All this had fascinated Jack. It had brought something out in him. You never knew what might be going on in any one of those units at any given time. It was certainly a form of livestock. You never knew what might be arriving next. Caravans. It would make him think, sometimes, of a circus, and it could sometimes be like a circus. Entertaining, raucous, a touch of danger. You had to be a bit of a policeman sometimes. You had to be their smiling host in a joke of a shirt, but there were times when you had to show them who was in charge. Jack had found he was surprisingly good at this. At both things: the smiling and the policing. Perhaps his big, lumbering weight was on his side. Or maybe it was that he’d just sometimes let slip, with his straight, blank, unreadable face, that if there was any real trouble, he kept a shotgun handy, up in the cottage, having been a farmer once, and he knew how to use it.
As for the caravanners, the Lookouters, they generally took the view that Ellie and Jack were okay. They ran a good site, they looked after you. It was all right for some, of course — sitting up there all summer long, then winging off to the Caribbean. But, at the same time, there was something a bit misfit and oddball about the two of them. There didn’t seem to be any little Luxtons, you couldn’t even be sure if they were really married. Something just a bit hillbilly. But that was okay, that was fine. There was something just a bit wacky and hillbilly about taking a holiday in a caravan anyway. And when you were on holiday you wanted colour, you didn’t want dull and ordinary. You didn’t get it, either, with those shirts of his.
Farmer Jack. It’s well over ten years now since they sat up with their tea in that bed at Jebb and Ellie uttered that word. And he’d never said then, if there had to be some token, or more than token, opposition: ‘There’s Tom, Ellie. There’s Tom.’
A steep learning curve (Ellie’s expression) at the beginning. But the main thing was, it paid. Thirty-two units. He was still good at sums, in a farmer’s way. At Jebb it hadn’t been the arithmetic but the numbers themselves that were wrong. Compared to anything they’d known before, they were in thick clover now. What with the capital from the sale of two farms, even at knock-down prices, even with debts to pay off.

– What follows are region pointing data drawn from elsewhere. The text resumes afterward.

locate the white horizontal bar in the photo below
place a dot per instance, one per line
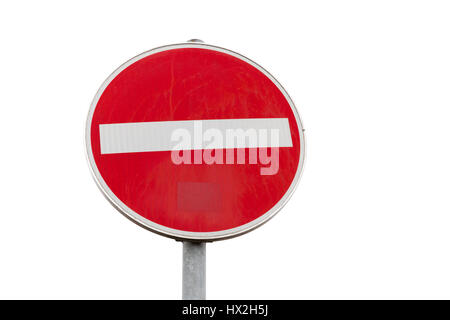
(157, 136)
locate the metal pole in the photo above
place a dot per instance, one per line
(194, 270)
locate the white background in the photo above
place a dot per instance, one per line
(371, 215)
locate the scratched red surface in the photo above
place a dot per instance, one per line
(192, 84)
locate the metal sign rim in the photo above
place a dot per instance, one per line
(171, 232)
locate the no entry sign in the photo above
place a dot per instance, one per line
(195, 142)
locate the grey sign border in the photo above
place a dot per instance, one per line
(175, 233)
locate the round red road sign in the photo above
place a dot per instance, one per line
(194, 141)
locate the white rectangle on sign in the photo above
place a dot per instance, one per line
(158, 136)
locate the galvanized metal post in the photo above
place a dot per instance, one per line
(194, 270)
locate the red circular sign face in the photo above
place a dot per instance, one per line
(194, 141)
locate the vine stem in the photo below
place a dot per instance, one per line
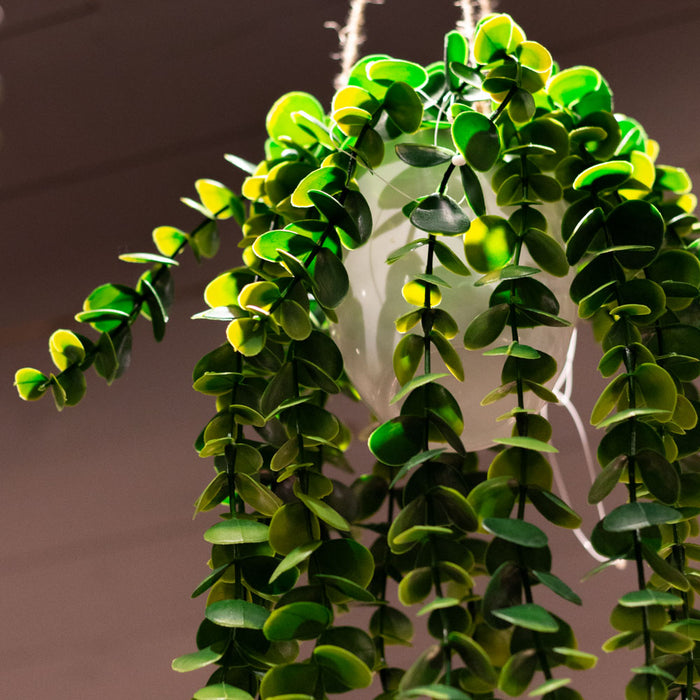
(351, 37)
(472, 12)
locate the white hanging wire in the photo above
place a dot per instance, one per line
(562, 389)
(351, 36)
(472, 12)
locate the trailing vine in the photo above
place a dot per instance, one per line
(508, 144)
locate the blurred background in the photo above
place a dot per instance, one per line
(110, 111)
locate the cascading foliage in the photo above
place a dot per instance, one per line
(294, 547)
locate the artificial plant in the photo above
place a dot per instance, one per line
(431, 523)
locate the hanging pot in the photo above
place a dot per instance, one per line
(366, 334)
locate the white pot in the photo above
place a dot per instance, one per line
(366, 334)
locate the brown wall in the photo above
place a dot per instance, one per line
(111, 110)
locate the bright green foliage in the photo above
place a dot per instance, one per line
(286, 558)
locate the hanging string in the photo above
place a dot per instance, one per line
(351, 37)
(472, 13)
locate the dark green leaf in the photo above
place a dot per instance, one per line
(439, 213)
(237, 613)
(516, 531)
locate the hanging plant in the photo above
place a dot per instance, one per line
(504, 198)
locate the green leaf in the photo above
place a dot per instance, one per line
(517, 672)
(421, 155)
(338, 216)
(280, 123)
(489, 243)
(438, 691)
(606, 481)
(549, 687)
(415, 586)
(148, 258)
(342, 665)
(397, 440)
(217, 198)
(403, 105)
(221, 691)
(247, 335)
(496, 36)
(69, 386)
(415, 461)
(449, 260)
(439, 213)
(213, 494)
(546, 252)
(667, 572)
(169, 240)
(156, 309)
(299, 620)
(390, 70)
(477, 139)
(528, 443)
(638, 515)
(638, 223)
(472, 190)
(556, 585)
(659, 476)
(237, 531)
(448, 354)
(529, 616)
(237, 613)
(554, 509)
(294, 320)
(657, 388)
(414, 383)
(404, 249)
(329, 179)
(583, 235)
(294, 558)
(516, 531)
(486, 327)
(198, 659)
(332, 283)
(608, 399)
(257, 496)
(646, 597)
(268, 245)
(604, 176)
(322, 510)
(116, 303)
(106, 360)
(210, 580)
(31, 383)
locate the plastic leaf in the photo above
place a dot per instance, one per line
(280, 123)
(556, 585)
(638, 515)
(486, 327)
(31, 383)
(477, 139)
(439, 213)
(237, 531)
(300, 620)
(342, 665)
(237, 613)
(246, 335)
(198, 659)
(516, 531)
(221, 691)
(530, 616)
(331, 279)
(421, 155)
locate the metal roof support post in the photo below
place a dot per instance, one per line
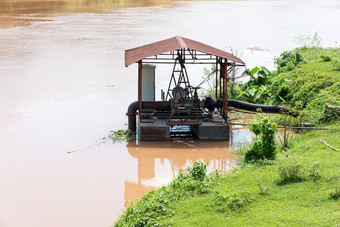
(226, 89)
(140, 78)
(223, 73)
(216, 84)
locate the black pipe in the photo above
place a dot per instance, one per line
(264, 108)
(133, 107)
(209, 103)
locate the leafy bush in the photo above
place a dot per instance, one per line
(264, 147)
(314, 171)
(336, 194)
(233, 201)
(336, 63)
(290, 171)
(288, 60)
(198, 171)
(326, 58)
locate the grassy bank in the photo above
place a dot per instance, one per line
(301, 187)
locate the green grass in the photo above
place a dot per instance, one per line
(305, 203)
(235, 199)
(254, 194)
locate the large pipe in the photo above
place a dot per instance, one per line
(264, 108)
(133, 107)
(209, 103)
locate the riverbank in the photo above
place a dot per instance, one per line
(300, 187)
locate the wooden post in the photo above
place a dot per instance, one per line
(140, 88)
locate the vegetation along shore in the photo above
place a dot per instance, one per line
(285, 178)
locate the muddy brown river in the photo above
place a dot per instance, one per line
(64, 87)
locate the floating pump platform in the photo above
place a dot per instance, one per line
(181, 112)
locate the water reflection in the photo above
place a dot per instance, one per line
(45, 6)
(159, 162)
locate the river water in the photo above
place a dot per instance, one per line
(64, 87)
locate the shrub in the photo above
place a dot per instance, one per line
(233, 201)
(314, 171)
(288, 60)
(336, 194)
(336, 63)
(264, 147)
(290, 171)
(326, 58)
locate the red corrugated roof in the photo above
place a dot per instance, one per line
(175, 43)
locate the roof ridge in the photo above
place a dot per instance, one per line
(181, 42)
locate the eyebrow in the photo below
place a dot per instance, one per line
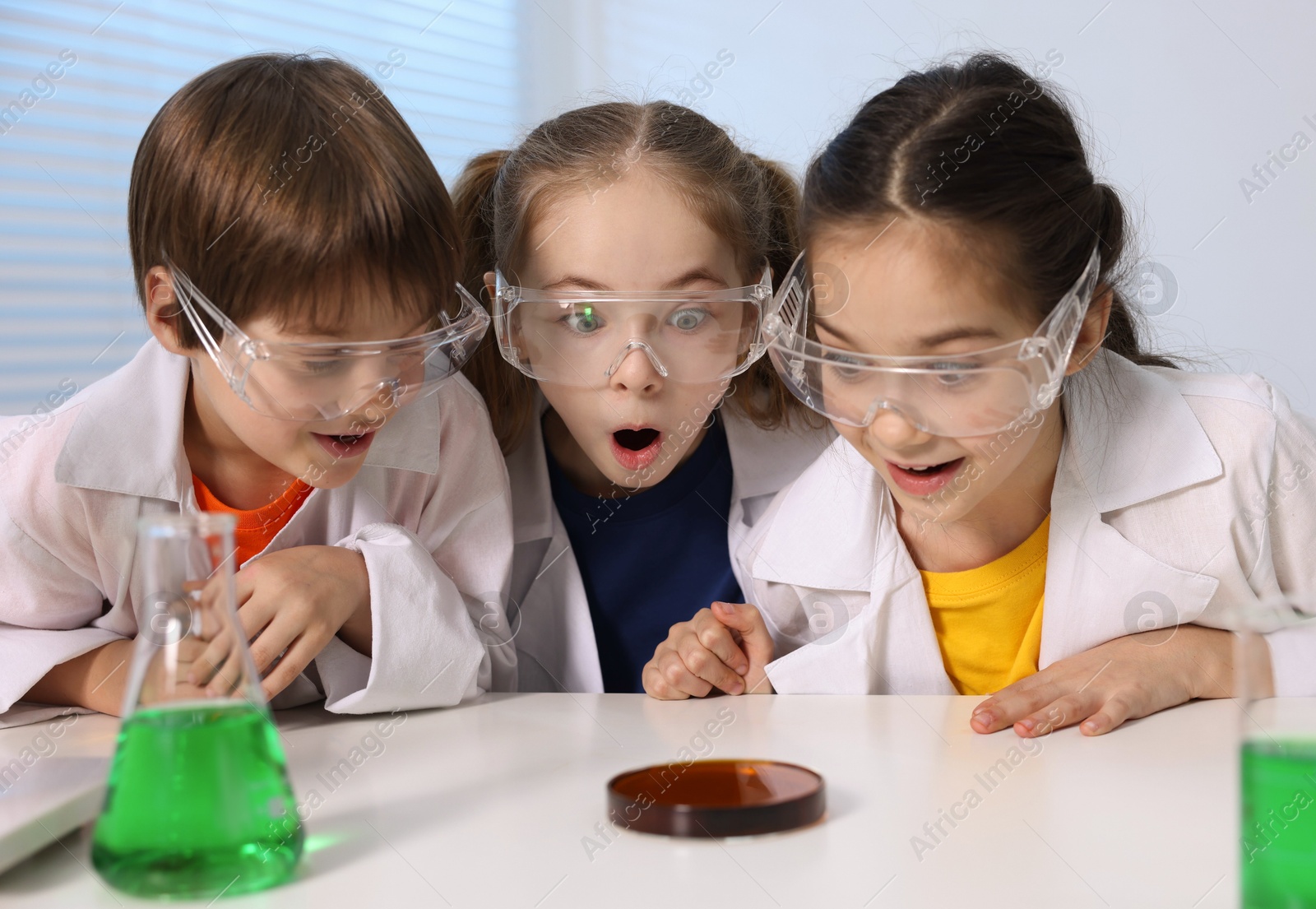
(927, 342)
(699, 274)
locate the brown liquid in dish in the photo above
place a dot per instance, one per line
(716, 797)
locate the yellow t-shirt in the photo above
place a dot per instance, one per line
(989, 619)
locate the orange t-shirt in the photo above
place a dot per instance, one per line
(260, 525)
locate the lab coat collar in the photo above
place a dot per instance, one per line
(1129, 437)
(763, 459)
(128, 434)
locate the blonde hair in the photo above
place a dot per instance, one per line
(750, 203)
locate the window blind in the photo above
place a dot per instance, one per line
(79, 81)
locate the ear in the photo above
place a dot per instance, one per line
(164, 311)
(1094, 331)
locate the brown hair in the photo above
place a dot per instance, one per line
(289, 186)
(989, 151)
(749, 202)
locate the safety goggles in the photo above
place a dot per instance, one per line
(957, 395)
(322, 382)
(583, 337)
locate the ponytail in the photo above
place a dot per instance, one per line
(1026, 192)
(748, 202)
(508, 393)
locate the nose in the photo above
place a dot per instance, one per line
(637, 369)
(894, 430)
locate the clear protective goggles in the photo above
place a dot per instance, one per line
(957, 395)
(583, 337)
(324, 382)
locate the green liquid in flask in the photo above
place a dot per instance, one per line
(197, 804)
(1280, 825)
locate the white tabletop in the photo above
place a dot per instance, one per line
(498, 804)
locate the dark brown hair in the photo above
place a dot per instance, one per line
(289, 186)
(990, 151)
(749, 202)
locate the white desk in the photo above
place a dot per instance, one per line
(491, 804)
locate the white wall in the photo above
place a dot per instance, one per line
(1181, 100)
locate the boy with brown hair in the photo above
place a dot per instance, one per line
(296, 256)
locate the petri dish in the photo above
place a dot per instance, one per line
(716, 797)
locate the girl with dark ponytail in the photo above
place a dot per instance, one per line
(1007, 443)
(627, 254)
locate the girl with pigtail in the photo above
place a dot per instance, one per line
(627, 254)
(1026, 504)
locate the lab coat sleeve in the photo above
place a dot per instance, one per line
(1291, 525)
(45, 610)
(438, 592)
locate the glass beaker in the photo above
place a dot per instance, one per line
(1277, 763)
(197, 801)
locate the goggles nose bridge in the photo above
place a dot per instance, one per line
(635, 344)
(894, 406)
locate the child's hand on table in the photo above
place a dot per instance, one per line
(296, 601)
(724, 647)
(1122, 679)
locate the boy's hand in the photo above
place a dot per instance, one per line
(296, 601)
(725, 646)
(1122, 679)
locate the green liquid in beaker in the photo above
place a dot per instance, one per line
(1280, 825)
(197, 804)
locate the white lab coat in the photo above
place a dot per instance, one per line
(1178, 498)
(548, 608)
(428, 511)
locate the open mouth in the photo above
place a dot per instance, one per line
(636, 448)
(924, 479)
(345, 446)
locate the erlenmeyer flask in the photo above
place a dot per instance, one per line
(197, 801)
(1277, 763)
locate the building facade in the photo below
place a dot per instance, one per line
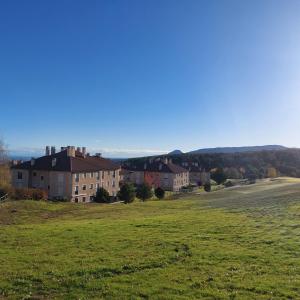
(69, 174)
(156, 173)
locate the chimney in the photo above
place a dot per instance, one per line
(71, 151)
(53, 162)
(53, 150)
(47, 151)
(84, 151)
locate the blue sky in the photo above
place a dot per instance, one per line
(130, 78)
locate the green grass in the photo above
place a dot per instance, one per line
(236, 243)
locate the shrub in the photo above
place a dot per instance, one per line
(159, 193)
(228, 183)
(144, 192)
(218, 176)
(102, 196)
(207, 187)
(127, 193)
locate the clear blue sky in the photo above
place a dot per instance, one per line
(140, 77)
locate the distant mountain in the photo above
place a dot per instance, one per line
(175, 152)
(238, 149)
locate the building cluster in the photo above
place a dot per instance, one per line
(75, 175)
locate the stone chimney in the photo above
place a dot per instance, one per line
(71, 151)
(84, 151)
(47, 151)
(53, 150)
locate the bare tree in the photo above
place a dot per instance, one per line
(4, 167)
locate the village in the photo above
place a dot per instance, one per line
(75, 175)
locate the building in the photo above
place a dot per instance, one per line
(69, 174)
(159, 172)
(198, 175)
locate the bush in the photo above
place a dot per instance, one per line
(144, 192)
(207, 187)
(102, 196)
(218, 176)
(28, 194)
(159, 193)
(127, 193)
(228, 183)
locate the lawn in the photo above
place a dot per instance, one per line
(237, 243)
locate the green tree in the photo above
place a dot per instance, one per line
(159, 193)
(102, 196)
(144, 192)
(218, 176)
(207, 187)
(127, 193)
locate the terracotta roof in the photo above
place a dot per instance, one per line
(69, 164)
(155, 167)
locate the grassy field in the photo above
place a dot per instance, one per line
(237, 243)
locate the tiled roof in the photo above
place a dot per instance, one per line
(69, 164)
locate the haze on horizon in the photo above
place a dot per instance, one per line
(134, 78)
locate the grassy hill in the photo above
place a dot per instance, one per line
(242, 242)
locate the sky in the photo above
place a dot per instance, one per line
(131, 78)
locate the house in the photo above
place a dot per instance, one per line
(159, 172)
(69, 174)
(198, 175)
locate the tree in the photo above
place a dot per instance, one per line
(159, 193)
(127, 193)
(218, 176)
(144, 192)
(4, 168)
(207, 187)
(102, 196)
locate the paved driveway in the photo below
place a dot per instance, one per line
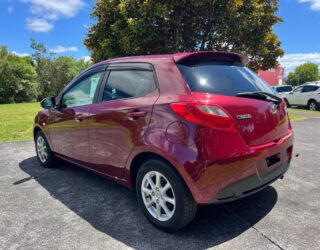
(70, 208)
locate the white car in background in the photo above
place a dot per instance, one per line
(283, 89)
(306, 95)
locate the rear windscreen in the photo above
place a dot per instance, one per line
(222, 79)
(284, 89)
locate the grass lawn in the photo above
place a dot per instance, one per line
(16, 121)
(296, 117)
(305, 111)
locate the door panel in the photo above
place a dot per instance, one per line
(68, 131)
(115, 128)
(118, 123)
(68, 125)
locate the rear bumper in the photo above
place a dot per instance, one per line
(228, 179)
(249, 185)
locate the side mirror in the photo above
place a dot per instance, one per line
(48, 102)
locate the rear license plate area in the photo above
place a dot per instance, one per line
(273, 159)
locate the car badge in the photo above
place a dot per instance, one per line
(242, 117)
(273, 108)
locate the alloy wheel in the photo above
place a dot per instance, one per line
(42, 149)
(158, 196)
(313, 106)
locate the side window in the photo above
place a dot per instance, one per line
(82, 93)
(310, 88)
(298, 90)
(124, 84)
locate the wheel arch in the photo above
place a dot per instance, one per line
(142, 157)
(312, 100)
(35, 131)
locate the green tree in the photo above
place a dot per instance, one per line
(135, 27)
(17, 78)
(54, 73)
(306, 72)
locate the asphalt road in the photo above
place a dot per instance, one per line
(70, 208)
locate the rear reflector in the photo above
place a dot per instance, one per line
(204, 114)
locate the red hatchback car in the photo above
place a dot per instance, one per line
(182, 130)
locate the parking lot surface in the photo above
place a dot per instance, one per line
(70, 208)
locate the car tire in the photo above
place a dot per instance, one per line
(313, 106)
(45, 156)
(287, 103)
(168, 204)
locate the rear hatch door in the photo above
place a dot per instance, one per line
(259, 120)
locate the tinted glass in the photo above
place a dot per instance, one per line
(128, 83)
(82, 93)
(284, 89)
(310, 88)
(298, 90)
(222, 79)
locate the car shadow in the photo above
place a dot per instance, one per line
(113, 210)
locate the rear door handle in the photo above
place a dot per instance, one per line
(80, 117)
(137, 114)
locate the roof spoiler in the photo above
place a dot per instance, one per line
(211, 55)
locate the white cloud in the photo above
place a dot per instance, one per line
(315, 4)
(51, 10)
(19, 54)
(38, 25)
(291, 61)
(61, 49)
(86, 58)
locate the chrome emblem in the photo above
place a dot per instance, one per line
(242, 117)
(273, 108)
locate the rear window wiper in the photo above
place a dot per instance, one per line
(261, 96)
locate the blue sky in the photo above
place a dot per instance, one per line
(61, 26)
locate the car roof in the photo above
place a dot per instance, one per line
(317, 83)
(179, 58)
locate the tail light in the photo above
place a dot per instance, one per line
(289, 152)
(286, 110)
(204, 114)
(285, 106)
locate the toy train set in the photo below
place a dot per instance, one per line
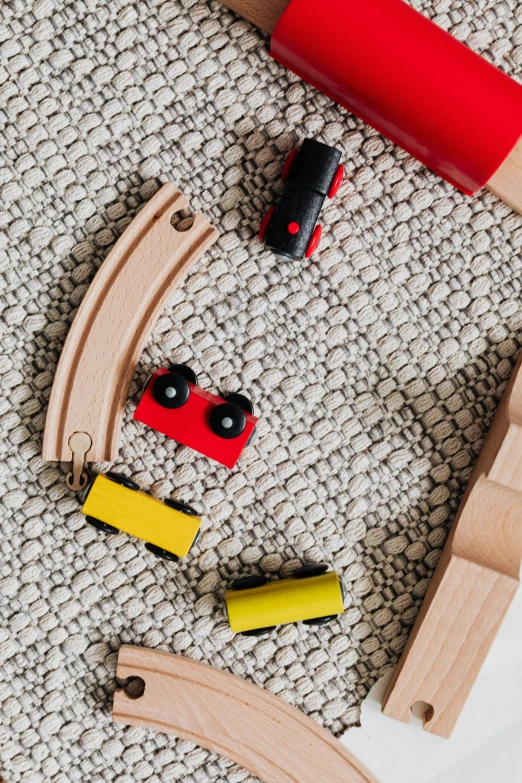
(463, 119)
(218, 427)
(114, 503)
(311, 174)
(313, 595)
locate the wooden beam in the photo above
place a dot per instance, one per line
(474, 583)
(115, 318)
(263, 13)
(506, 182)
(229, 716)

Ten years. And something more than a learning curve. A release, a relaxation curve, a lightening up. He saw it in the way she smiled at him and he saw, from her smile, that, even with his great brick of a face, he must be smiling too.
But he can see it, now: the steep drop away from the farmhouse, the full-summer crown of the oak tree. The hills beyond. The exact lines of hedgerows and of tracks running between the gates in them. White dots of sheep, brown and black-and-white dots of cattle. For a moment, though for over ten years now Jack has breathed sea air, which some people find so desirable, he can even smell the land, the breath of the land. The thick, sweaty smell of a hayfield. The dry, baked smell of cooling stubble on an August evening. Smells he never smelt at the time. The smell of cow dung mingling with earth, the cheapest, lowliest of smells, but the best. Who wouldn’t wish for that as their birthright and their last living breath?
THEY’D GOT the letter nine days ago, though, strictly speaking, there was no ‘they’ about it, the operative phrase being ‘next of kin’. Tom must either have put down his brother’s name from the very beginning, or made the substitution when necessary.